B.C. government ignored decades of addiction research: addictions specialist

Feb 11, 2026

Earlier in January, a B.C. psychologist who carried out a major study examining addiction and criminality said the government chose to ignore decades of addiction research when launching the drug decriminalization pilot. Julian Somers, a clinical psychologist from Simon Fraser University, had opposed the decriminalization plan, and was part of a longitudinal study evaluating addiction, homelessness, housing and the justice system.

“We were looking at everyone who was diagnosed with an addiction, involved with courts or corrections and experiencing other kinds of hardship,” he said in an interview with Global News. The research involved $40 million in funding and produced dozens of peer-reviewed academic papers. The results of the study showed that stable housing is one of the strongest predictors of recovery, not decriminalization alone. “When people are offered the opportunity to re-assimilate into healthy communities, they rise to that challenge,” Somers said.
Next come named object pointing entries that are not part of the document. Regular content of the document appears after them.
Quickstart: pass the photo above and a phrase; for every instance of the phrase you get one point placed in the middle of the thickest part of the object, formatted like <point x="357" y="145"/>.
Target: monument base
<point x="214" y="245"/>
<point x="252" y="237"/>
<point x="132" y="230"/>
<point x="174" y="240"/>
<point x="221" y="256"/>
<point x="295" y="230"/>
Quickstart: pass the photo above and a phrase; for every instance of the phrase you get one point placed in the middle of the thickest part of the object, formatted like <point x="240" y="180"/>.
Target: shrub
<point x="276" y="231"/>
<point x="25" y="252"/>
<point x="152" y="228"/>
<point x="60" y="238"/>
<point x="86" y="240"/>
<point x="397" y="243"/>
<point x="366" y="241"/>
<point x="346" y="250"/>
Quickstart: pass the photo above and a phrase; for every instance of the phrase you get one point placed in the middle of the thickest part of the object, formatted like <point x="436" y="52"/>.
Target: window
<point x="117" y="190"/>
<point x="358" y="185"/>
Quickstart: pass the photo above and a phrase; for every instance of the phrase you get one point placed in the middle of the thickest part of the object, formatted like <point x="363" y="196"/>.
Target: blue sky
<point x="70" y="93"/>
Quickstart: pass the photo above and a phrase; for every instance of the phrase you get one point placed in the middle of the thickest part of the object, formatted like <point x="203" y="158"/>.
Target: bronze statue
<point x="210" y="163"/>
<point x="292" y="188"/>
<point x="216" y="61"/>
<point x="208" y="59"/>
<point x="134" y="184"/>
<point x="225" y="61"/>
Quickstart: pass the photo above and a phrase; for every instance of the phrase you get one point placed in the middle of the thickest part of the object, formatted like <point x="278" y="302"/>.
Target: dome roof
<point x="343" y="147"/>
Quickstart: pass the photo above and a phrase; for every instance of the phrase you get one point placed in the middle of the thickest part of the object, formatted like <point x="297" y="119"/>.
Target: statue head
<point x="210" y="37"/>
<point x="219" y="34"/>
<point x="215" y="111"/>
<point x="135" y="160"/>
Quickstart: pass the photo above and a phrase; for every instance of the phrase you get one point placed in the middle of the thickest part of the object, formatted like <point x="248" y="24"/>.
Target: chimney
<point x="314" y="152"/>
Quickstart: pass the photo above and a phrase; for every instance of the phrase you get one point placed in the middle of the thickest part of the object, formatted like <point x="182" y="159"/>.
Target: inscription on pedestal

Moreover, Somers also said that the B.C. government ordered the destruction of the research data before the decriminalization program was launched. He also added that then-housing minister David Eby was personally briefed on the findings in 2021, roughly a week before the deletion order was issued. Somers believes the government had already decided to pursue decriminalization and viewed his research as politically inconvenient.

According to the B.C. Ministry of Health, the data were deleted due to the expiration of a data-sharing agreement and not because of decriminalization. However, Somers disagreed, arguing the research could have helped the government avert its present situation, and maintained that ignoring the evidence led to poorer outcomes.

“In my view there’s no question that the results that are now apparent to a great many British Columbians, a lack of success, in fact in some cases a worsening of our addiction crisis, that had we had the opportunity to pursue the work that we had had approved and funded, we would have been able to draw attention to some unintended consequences much much earlier,” Somers said.